PUBLISHED BY THOMAS McLEAN JANUARY 1, 1813
From drawings by Octavien Dalvimart (d'Alvimart), engraved F.H. Clark


PLATE II.

CAPITAN PACHA.


Source: The Vinkhuijzen collection of military uniforms. Turkey, 1810-17. NYPL

THE Capitan Pacha has the supreme command of the Turkish Navy, in which he has the appointment of all the principal officers. His power also extends over the islands of the Archipelago, where he sails every Spring for the purpose of receiving the capitation tax.
The Turkish navy is chiefly navigated by Greek sailors, whilst Turkish soldiers are embarked for the purposes of attack and defence. The thirtyfirst ortah, or regiment, of Janizaries, whose symbol is an anchor, are chiefly employed for this last purpose, which therefore bears some analogy to our marine corps.
The great height between the decks of the Turkish men of war makes them unable to carry a sufficient quantity of sail without rendering them liable to overset. As the Turks wear high turbans, it has been said that a sacrifice of utility to convenience in this respect is the cause of this capital defect in the construction of their ships. An intercourse with British naval officers of late years has certainly somewhat improved the state of the Turkish marine. They are still, however, miserably deficient in tactical knowledge, as well as in the practice of working their ships. A Turkish fifty gun ship, and a frigate her consort, were both taken by the Sea-horse English frigate in 1808. The passive courage manifested in this instance by the Turks was most extraordinary. After the large frigate was disabled so much as to be like a log on the water, the English frigate cannonaded her for hours, till nearly four hundred of her crew, out of a complement of five hundred, were killed or wounded; and then it was only by force that the captain (who during the whole of the action had sat on the stern smoking his pipe) was prevented from blowing her up, whilst the officers caused her colours to be struck.
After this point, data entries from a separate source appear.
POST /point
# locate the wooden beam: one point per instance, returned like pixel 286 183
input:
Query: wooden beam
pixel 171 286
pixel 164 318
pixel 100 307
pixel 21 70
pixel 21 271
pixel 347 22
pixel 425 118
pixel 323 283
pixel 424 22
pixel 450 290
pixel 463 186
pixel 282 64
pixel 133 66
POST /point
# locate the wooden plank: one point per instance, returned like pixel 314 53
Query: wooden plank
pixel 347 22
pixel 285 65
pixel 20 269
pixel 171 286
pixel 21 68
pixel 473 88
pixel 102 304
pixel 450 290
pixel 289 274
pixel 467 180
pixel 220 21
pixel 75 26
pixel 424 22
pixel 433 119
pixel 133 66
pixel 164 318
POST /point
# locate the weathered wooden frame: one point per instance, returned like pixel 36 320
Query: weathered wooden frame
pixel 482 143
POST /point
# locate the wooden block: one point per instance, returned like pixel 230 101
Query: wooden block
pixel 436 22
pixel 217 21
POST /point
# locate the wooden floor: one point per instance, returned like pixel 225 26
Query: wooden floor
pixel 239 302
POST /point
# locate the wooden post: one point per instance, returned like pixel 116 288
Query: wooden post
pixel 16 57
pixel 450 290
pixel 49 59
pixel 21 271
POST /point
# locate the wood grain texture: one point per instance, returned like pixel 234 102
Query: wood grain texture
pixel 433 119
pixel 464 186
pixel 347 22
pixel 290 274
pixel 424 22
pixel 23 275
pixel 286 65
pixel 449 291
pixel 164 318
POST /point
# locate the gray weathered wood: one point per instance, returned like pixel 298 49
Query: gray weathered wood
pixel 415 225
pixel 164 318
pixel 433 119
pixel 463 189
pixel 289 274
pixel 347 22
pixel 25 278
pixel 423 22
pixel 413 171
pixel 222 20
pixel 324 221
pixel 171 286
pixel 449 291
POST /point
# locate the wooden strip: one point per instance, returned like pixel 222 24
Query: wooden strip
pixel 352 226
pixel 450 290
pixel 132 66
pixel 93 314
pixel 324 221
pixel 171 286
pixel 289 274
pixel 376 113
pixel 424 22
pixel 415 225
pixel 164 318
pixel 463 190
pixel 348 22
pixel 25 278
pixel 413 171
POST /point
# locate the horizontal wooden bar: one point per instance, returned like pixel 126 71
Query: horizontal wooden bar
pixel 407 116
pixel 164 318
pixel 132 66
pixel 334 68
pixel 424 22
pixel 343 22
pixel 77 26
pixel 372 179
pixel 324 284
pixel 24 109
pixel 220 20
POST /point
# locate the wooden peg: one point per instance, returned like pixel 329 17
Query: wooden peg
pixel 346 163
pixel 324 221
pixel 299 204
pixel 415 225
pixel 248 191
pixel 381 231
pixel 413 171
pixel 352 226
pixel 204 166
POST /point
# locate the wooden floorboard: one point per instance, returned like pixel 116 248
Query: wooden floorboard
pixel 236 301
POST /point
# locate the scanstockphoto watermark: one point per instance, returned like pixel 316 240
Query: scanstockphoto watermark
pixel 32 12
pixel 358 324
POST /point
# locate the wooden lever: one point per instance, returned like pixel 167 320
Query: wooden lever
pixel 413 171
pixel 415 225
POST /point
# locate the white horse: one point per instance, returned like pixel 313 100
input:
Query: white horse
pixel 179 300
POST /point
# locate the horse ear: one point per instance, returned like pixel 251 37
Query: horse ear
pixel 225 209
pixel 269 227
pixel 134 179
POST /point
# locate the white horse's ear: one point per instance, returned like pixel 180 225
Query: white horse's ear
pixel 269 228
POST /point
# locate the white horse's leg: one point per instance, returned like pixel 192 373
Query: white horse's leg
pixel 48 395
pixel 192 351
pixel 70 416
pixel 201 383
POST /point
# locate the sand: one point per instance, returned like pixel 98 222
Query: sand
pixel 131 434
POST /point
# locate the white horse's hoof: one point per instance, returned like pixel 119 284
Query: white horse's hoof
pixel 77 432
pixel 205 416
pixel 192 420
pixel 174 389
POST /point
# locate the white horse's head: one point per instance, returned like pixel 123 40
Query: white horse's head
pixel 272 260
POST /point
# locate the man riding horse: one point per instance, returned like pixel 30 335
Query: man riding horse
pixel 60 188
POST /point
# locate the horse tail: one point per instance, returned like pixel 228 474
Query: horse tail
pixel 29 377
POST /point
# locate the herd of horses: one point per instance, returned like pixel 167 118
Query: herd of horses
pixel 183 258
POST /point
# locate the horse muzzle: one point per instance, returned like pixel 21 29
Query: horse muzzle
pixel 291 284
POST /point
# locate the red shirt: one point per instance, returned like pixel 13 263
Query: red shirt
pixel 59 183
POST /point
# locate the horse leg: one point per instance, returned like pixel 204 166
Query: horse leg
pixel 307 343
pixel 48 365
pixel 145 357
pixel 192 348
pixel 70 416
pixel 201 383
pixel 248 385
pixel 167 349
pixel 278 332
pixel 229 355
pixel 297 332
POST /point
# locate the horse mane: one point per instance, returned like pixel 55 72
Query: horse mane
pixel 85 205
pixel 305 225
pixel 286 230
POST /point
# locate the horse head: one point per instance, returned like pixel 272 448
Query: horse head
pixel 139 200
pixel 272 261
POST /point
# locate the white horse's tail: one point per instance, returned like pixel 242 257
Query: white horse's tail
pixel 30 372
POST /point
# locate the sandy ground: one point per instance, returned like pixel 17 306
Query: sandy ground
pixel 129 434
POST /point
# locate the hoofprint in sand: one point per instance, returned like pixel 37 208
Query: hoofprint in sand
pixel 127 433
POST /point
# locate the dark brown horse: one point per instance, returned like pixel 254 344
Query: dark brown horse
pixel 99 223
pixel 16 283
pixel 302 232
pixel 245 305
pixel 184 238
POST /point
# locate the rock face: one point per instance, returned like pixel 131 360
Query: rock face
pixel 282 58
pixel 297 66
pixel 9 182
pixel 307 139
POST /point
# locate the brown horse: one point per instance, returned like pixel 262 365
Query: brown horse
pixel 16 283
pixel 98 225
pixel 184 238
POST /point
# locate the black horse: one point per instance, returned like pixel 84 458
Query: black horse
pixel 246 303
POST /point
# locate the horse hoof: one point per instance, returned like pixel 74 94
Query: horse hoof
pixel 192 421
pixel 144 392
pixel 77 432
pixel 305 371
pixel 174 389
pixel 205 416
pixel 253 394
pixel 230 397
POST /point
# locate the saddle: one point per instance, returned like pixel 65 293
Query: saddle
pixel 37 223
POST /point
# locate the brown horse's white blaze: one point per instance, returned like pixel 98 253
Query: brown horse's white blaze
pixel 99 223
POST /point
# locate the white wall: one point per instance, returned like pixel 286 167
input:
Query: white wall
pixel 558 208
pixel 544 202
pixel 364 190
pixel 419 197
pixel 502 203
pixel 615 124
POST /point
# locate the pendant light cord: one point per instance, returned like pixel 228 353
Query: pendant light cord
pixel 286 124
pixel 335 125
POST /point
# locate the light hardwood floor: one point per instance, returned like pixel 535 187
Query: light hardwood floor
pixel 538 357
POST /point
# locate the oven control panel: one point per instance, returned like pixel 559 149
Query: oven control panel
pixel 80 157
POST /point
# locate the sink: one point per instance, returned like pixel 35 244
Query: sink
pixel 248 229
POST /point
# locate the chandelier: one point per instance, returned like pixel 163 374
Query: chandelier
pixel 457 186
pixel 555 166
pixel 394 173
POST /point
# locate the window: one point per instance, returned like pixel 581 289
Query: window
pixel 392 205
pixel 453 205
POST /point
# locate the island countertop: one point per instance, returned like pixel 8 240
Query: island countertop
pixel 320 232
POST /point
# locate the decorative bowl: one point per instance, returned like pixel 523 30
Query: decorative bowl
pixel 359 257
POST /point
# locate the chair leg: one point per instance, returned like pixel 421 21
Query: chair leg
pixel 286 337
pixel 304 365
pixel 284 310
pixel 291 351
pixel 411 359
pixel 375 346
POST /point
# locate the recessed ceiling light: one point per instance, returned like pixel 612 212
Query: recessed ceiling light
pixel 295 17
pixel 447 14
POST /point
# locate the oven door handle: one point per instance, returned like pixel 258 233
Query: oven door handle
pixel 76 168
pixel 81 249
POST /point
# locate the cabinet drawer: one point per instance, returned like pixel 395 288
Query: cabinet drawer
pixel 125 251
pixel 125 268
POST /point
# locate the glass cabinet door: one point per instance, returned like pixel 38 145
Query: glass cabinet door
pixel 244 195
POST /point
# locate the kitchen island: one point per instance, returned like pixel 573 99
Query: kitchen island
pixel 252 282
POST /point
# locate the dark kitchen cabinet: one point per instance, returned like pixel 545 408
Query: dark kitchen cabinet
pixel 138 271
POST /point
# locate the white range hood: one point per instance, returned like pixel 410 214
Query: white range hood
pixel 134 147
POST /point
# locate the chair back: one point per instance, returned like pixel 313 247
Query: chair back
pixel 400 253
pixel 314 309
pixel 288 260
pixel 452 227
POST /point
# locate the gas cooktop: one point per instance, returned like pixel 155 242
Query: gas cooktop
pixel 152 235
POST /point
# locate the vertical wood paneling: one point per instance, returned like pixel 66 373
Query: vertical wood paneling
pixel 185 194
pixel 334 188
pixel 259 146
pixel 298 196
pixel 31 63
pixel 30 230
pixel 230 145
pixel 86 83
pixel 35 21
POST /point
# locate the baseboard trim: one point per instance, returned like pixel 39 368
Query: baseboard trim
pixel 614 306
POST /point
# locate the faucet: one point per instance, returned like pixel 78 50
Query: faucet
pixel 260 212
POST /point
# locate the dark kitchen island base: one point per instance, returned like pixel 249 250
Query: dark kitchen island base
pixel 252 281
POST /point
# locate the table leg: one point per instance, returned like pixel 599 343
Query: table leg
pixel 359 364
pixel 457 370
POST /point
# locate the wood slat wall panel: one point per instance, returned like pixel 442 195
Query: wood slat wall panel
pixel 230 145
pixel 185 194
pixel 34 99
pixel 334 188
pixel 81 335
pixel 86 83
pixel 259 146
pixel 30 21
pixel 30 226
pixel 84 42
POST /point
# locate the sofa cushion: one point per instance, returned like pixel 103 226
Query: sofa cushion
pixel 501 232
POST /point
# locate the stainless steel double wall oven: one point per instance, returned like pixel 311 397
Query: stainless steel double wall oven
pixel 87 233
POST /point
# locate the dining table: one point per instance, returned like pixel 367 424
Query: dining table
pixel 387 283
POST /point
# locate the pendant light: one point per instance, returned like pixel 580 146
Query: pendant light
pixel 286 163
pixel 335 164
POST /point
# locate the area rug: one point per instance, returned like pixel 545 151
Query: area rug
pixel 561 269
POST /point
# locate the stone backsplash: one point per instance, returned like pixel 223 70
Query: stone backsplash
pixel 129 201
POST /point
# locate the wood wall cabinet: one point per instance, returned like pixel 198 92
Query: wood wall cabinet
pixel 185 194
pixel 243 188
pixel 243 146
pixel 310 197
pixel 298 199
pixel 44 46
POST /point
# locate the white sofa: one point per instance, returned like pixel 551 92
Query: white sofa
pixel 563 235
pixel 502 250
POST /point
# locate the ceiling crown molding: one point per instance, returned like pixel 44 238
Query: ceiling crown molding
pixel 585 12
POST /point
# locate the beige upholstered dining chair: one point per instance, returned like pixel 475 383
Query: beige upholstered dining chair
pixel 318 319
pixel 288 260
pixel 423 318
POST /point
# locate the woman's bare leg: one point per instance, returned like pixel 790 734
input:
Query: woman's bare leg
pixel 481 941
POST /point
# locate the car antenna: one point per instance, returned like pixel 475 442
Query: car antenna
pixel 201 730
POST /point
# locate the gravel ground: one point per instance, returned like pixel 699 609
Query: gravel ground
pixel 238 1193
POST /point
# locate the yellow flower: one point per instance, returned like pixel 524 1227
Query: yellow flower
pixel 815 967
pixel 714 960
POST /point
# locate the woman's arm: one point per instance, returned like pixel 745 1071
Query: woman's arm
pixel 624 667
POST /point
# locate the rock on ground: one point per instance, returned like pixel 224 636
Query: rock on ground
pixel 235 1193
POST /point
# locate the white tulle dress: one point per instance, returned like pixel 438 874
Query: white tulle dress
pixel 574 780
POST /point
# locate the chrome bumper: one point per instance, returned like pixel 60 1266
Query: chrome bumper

Such courage, aided by the dexterity wherewith the Turks handle the scimitar, would make them to be found no despicable enemies in boarding, could they manage their ships sufficiently well to lay them alongside; nor is there hardly any country which, from the advantages of its situation, as well as the number of its harbours, is better qualified than Turkey to become a maritime power of the first rank.
The flag of the Capitan Pacha, having been a present from Mecca to the Grand Seignior, is honoured with superstitious reverence by the Turks. —It has the names of the disciples of the prophet in the four corners, a sabre with two blades for the escutcheon, and some passages from the Koran round the border, worked in silver upon a crimson stuff.
The annexed subject represents the Capitan Pacha in his ordinary dress.